Background Paediatric patients are one of the population groups with the highest risk of medication error. Their characterisation will allow us to develop strategies to prevent these and improve the safety of patients.
Purpose To characterise the incidents associated with the use of antibiotics in paediatric patients who present in the Emergency Department (ED): identify the drugs, categorise types and causes of errors, determine the severity and analyse the factors that influence its occurrence.

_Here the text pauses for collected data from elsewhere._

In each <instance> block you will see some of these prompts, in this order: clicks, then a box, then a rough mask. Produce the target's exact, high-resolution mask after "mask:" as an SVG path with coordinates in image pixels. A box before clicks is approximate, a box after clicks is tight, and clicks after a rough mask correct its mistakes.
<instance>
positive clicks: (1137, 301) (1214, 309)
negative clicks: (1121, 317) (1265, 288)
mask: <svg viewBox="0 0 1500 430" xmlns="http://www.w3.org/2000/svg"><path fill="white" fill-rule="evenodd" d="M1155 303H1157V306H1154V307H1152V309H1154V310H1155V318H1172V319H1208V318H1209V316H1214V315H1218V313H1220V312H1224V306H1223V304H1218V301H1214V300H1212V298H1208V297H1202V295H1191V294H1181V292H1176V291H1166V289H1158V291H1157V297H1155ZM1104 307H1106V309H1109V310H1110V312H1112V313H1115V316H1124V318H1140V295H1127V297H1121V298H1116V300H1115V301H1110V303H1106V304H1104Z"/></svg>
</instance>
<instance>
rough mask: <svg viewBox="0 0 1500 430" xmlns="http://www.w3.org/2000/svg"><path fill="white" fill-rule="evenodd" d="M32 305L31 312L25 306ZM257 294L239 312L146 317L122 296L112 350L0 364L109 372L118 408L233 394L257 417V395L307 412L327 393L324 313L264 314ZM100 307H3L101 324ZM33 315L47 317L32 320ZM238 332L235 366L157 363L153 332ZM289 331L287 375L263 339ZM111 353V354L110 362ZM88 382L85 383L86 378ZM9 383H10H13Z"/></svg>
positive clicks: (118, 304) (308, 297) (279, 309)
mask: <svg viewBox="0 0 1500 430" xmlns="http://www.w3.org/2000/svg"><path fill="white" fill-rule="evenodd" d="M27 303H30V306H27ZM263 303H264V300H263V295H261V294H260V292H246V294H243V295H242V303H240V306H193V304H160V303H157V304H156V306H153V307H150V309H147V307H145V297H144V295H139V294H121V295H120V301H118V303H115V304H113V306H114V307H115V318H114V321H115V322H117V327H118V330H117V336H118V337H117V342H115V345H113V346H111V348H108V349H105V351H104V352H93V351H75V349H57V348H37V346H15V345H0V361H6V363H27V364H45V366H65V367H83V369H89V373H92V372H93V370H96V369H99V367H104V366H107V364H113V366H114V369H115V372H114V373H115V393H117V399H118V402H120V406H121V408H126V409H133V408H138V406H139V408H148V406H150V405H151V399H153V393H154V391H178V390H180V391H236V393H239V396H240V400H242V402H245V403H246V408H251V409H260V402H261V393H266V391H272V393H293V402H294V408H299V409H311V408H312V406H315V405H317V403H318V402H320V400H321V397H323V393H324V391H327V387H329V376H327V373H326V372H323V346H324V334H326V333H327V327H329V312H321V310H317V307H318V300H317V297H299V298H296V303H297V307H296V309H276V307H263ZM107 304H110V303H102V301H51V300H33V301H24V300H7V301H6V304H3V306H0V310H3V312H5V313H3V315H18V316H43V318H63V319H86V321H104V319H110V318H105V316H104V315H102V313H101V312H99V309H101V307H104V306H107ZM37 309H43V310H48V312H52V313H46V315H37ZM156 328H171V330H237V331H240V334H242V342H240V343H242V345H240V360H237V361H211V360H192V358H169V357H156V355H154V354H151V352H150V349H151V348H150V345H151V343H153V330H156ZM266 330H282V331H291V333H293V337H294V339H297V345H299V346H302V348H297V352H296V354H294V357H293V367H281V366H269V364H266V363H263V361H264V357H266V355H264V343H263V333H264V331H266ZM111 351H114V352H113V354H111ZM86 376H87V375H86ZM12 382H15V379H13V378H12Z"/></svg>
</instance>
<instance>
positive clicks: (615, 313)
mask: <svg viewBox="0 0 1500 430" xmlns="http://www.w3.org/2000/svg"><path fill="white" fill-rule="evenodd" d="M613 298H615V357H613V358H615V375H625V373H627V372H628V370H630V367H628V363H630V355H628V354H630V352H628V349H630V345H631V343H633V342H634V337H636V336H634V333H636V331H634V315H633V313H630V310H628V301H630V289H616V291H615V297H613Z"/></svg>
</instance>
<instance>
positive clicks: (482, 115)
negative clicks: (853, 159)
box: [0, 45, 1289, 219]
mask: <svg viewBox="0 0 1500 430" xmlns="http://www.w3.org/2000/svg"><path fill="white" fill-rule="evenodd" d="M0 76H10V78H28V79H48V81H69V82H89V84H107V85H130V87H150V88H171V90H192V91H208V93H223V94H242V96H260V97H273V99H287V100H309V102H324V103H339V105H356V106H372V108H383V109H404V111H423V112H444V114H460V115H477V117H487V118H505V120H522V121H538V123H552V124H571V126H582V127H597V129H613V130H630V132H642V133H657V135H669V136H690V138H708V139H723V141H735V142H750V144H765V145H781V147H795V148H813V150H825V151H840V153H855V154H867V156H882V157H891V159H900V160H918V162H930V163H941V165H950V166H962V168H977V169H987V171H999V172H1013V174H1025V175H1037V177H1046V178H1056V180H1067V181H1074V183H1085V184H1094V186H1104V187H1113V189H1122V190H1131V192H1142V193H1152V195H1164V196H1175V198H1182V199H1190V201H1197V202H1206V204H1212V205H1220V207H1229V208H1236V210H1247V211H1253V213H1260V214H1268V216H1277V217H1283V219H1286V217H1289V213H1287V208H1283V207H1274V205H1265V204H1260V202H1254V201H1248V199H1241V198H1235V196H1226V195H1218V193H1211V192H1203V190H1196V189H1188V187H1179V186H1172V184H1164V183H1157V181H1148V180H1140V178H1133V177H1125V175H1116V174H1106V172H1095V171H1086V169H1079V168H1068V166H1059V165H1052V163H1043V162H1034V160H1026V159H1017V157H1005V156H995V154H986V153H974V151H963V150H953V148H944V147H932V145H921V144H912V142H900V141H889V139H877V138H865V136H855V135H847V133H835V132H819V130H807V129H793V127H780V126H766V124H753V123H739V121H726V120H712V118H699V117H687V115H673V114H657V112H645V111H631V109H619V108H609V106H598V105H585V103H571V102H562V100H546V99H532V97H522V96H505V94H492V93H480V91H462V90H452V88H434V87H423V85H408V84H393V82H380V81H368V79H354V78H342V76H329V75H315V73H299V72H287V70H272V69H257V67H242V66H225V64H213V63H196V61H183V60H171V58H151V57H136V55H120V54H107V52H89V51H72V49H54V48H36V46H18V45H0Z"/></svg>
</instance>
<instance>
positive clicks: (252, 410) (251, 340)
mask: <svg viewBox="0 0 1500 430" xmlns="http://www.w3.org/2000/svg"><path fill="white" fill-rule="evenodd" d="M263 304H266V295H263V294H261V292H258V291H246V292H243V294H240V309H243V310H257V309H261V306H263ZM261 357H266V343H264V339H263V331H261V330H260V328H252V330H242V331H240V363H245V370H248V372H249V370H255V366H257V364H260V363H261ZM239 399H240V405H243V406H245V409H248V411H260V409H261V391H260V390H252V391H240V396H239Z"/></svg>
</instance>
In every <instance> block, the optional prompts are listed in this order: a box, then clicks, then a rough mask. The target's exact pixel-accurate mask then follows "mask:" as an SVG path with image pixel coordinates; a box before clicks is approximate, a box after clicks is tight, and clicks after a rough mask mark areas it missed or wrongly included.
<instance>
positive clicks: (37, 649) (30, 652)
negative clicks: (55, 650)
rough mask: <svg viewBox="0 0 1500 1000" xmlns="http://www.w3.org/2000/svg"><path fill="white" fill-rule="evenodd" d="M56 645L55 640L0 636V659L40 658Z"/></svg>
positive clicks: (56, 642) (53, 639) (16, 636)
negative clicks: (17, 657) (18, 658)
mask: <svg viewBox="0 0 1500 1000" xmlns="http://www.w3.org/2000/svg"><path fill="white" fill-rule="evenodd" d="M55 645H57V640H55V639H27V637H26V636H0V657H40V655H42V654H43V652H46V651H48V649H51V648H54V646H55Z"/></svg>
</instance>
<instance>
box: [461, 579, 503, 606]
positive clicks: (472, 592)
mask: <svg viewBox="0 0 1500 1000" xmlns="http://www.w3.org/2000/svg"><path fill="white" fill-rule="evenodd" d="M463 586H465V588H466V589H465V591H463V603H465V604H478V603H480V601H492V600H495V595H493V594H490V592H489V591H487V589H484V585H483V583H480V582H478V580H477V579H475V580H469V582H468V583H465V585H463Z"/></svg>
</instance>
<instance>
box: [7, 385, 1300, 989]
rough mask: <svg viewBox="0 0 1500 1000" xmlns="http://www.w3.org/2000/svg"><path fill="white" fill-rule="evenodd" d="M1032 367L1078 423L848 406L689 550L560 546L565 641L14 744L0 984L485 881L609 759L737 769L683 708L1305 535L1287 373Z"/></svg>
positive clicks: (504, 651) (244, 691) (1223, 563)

Material and methods A prospective observational study of the incidents detected in the ED during a period of 3 months in 2017. For data collection, a form was used that included: demographic data of the patient, medication involved, type of error or adverse event, severity, causes and latent factors, process of the therapeutic chain where the error occurred and trigger tools for detection.
Results There were 15 504 visits to the ED during the study period, among which were detected 65 incidents related to medication (incidence=0.4%). Forty-nine per cent were related to the use of antibiotics. The drugs reported were amoxicillin (n=13), amoxicillin-clavulanic (n=10), azithromycin (n=5), cefuroxime-axethyl (n=1), phenoxybenzylpenicillin (n=1) and metronidazole (n=1). Incidents were classified as non-preventable adverse events (9.4%), detected by warning signs (diarrhoea, skin rash and hypersensitivity reaction) and medication errors (90.6%). Of the total errors, 97% were in the prescribing process: 13 cases for underdosing, three cases for overdose and in 12 cases the medication was not indicated for diagnosis. A single case was in the dosing default administration process. In 48% of cases, the error reached the patient but did not cause damage and in 52% the error caused temporary damage to the patient and required treatment or intervention. The latent factors described in 87% of the cases were lack of knowledge and training about the medication, and lack of follow-up of clinical guidelines.
Conclusion A high number of incidents related to antibiotic treatment have been observed in paediatric patients, mostly on prescription. We recommend the development of joint therapeutic guides between Primary Health Care and specialised care aimed at the safe use of antibiotics, focusing on the adequacy of the antibiotic and the dose based on the infectious process.